Dr. Hagemann graduated from Washington University in 1930 and the Washington University School of Medicine in 1934. While serving in the Army during World War II, he helped monitor the first atomic explosion in New Mexico, traveling to Hiroshima at the end of the war to measure radiation levels.
Chief of the department of medicine at St. Luke's Hospital from 1952 to 1962, Dr. Hagemann was a diplomate of the American Board of Internal Medicine. He received the Washington University Distinguished Alumni Award in 1983, the medical school's Alumni/Faculty Award in 1984 and its Second Century Award in 1995. In 1990, the school of medicine created a distinguished alumni scholarship in his honor.
Wesley M. Oler, FACP
Wesley M. Oler, FACP, who served as Governor of the Washington Chapter from 1980 to 1984, died July 7, 1998. He was 80 years old and lived in Bethesda, Md.
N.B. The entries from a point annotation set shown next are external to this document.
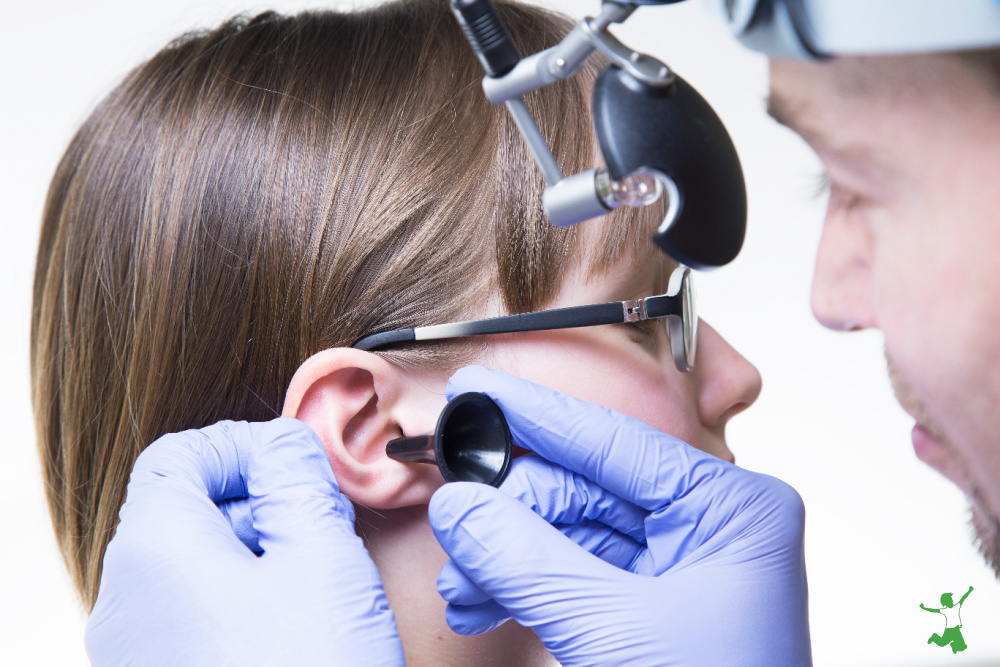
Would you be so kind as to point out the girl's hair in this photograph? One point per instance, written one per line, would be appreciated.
(258, 193)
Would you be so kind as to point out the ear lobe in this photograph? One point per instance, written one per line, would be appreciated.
(356, 402)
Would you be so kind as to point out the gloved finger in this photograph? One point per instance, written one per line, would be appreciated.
(607, 544)
(209, 463)
(170, 502)
(456, 588)
(604, 542)
(294, 497)
(622, 454)
(237, 512)
(563, 497)
(513, 555)
(477, 619)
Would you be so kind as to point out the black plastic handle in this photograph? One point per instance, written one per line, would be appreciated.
(487, 35)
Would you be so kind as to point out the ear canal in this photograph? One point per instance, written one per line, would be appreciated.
(355, 400)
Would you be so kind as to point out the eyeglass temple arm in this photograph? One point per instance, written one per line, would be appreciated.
(613, 312)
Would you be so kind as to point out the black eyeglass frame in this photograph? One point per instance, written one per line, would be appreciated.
(677, 306)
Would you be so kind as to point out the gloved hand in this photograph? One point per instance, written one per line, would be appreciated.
(179, 588)
(701, 562)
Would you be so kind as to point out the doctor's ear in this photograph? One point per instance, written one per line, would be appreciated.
(356, 402)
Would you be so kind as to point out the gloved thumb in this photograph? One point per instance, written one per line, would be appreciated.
(515, 557)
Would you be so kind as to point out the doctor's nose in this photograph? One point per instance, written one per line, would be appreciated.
(842, 285)
(727, 383)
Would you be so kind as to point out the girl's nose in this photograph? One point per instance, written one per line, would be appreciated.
(727, 382)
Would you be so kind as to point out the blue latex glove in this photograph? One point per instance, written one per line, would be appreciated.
(700, 562)
(179, 588)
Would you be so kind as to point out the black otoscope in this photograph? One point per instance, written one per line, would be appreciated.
(658, 136)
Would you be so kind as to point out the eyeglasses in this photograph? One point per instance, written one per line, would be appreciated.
(676, 307)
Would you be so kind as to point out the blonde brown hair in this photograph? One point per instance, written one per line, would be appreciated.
(266, 190)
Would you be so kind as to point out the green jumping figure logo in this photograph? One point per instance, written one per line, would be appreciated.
(952, 623)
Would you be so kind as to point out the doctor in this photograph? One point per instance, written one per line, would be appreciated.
(704, 559)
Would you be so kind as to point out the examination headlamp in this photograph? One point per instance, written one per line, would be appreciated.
(820, 28)
(658, 136)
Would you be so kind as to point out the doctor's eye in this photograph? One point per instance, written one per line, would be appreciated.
(840, 199)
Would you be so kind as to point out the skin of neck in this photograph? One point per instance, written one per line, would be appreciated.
(409, 559)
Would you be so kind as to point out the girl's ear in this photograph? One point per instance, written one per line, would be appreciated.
(357, 402)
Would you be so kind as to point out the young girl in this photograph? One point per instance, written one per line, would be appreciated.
(253, 200)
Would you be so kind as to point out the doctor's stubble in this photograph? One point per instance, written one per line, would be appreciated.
(984, 522)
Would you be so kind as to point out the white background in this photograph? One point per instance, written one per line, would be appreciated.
(884, 533)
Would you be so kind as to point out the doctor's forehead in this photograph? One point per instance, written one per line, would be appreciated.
(838, 104)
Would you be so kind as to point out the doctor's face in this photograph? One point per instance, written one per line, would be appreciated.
(911, 242)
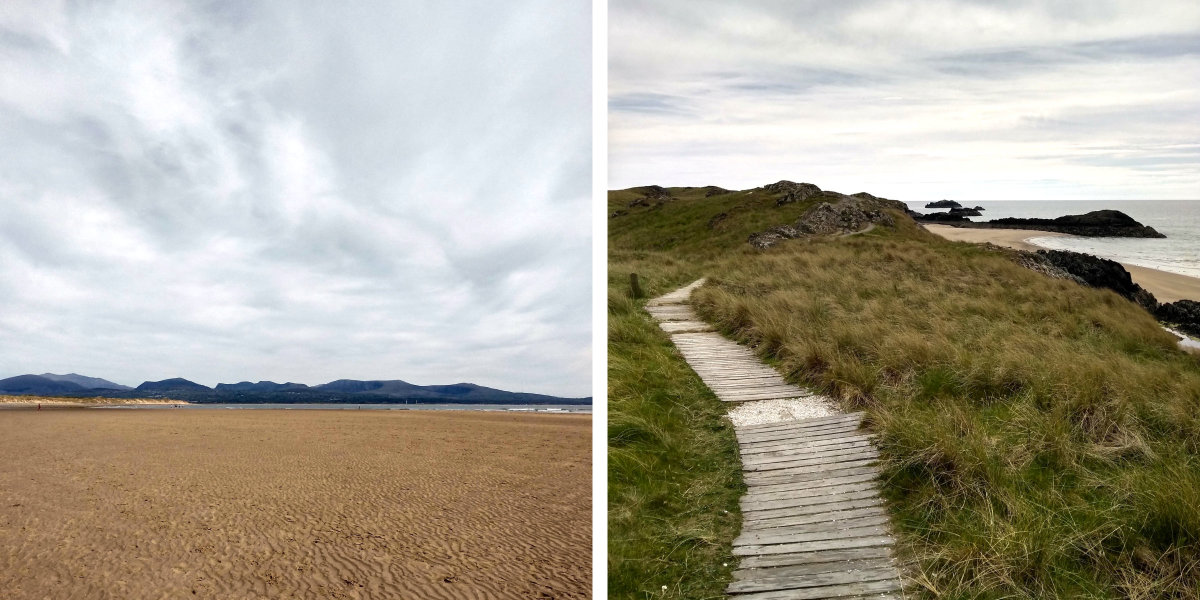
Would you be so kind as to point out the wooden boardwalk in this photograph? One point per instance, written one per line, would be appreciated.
(814, 525)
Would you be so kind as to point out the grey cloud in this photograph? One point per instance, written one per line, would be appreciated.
(298, 192)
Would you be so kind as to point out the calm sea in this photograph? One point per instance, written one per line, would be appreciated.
(514, 408)
(1177, 220)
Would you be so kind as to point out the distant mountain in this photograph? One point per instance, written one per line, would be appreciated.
(39, 385)
(337, 391)
(93, 383)
(173, 384)
(261, 387)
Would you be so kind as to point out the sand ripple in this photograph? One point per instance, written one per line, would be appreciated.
(294, 504)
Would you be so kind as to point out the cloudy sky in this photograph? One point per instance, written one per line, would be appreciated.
(940, 99)
(297, 191)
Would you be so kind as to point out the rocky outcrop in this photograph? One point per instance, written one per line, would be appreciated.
(840, 215)
(1183, 315)
(791, 191)
(652, 195)
(1097, 223)
(1101, 273)
(943, 204)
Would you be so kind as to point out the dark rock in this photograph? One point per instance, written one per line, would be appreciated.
(1183, 315)
(37, 385)
(843, 215)
(175, 383)
(1097, 223)
(791, 191)
(1101, 273)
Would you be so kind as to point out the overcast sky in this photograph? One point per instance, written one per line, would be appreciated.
(911, 100)
(297, 191)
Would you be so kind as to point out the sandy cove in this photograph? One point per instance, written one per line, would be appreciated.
(347, 504)
(1167, 287)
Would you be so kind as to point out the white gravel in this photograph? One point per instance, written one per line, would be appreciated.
(762, 412)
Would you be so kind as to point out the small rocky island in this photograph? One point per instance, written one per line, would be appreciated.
(1097, 223)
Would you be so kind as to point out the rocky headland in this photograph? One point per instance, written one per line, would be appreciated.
(1097, 223)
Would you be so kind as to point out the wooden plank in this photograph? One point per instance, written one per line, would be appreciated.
(772, 525)
(787, 427)
(861, 529)
(777, 479)
(814, 445)
(819, 583)
(827, 455)
(797, 454)
(813, 509)
(815, 484)
(814, 546)
(816, 420)
(803, 558)
(784, 534)
(760, 497)
(801, 570)
(802, 438)
(805, 502)
(801, 467)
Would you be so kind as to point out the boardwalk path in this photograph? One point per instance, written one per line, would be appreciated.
(814, 525)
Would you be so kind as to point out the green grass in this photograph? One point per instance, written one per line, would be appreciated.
(1041, 439)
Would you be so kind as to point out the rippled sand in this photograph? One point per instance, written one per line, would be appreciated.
(237, 504)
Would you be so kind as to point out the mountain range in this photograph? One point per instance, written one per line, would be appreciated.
(337, 391)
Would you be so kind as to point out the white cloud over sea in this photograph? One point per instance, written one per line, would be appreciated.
(939, 99)
(297, 191)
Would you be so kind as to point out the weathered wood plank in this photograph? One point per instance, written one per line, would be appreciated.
(772, 525)
(819, 583)
(815, 546)
(761, 497)
(813, 509)
(784, 534)
(861, 529)
(807, 502)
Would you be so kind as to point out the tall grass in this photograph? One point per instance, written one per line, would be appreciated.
(673, 473)
(1041, 439)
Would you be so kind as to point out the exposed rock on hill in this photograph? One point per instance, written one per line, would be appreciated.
(841, 215)
(1101, 273)
(943, 204)
(173, 384)
(1097, 223)
(791, 191)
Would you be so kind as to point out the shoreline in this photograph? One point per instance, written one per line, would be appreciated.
(1167, 287)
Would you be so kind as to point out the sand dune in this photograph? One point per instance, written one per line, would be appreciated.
(342, 504)
(1167, 287)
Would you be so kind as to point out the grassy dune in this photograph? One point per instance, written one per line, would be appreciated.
(1041, 439)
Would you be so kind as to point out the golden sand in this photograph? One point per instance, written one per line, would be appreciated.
(1167, 287)
(347, 504)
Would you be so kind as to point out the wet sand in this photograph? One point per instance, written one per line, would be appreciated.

A native New Yorker, Dr. Oler graduated from Yale University and received his medical degree from Columbia University in 1943, completing his internship and residency at Bellevue Hospital. After serving in the Army Medical Corps in the Philippines during World War II and in Japan after the war, Dr. Oler practiced in Washington from 1952 to 1993. Concurrently, he was clinical professor at Georgetown University Medical School, which established an educational fund for residents in his honor in 1994.
Dr. Oler also served as vice chairman of the medical department at Washington Hospital Center, and he received the John F. Maher Memorial Laureate Award from the College's District of Columbia Chapter for his distinguished contributions to medical practice and teaching.
Sven M. Gundersen, FACP
Sven M. Gundersen, FACP, Governor of the New Hampshire Chapter from 1953 to 1962, died July 13, 1998. He was 93 years old.
A member of the medical staff at the Hitchcock Clinic in Hanover, N. H., for 32 years, Dr. Gundersen served as clinic president from 1960 to 1964. Born in 1904 in LaCrosse, Wis., he graduated from the University of Wisconsin and, in 1929, from Harvard Medical School. He interned at Massachusetts General Hospital and trained in infectious diseases at Yale-New Haven Hospital before joining the Hitchcock Clinic. In 1940, he became the first physician in northern New England to be certified by the American Board of Internal Medicine, and he went on to serve as clinical professor at Dartmouth Medical School.
A member of the AMA's review committee on medical care for the elderly through Social Security, Dr. Gundersen was one of a group of physicians who met with President Kennedy to promote the Medicare initiative. He also served as a member of the council of the Harvard Medical School Alumni Association.
Dr. Gundersen helped found Planned Parenthood of Northern New England in 1967, and he established the Hitchcock Foundation to aid medical research at Dartmouth Medical School.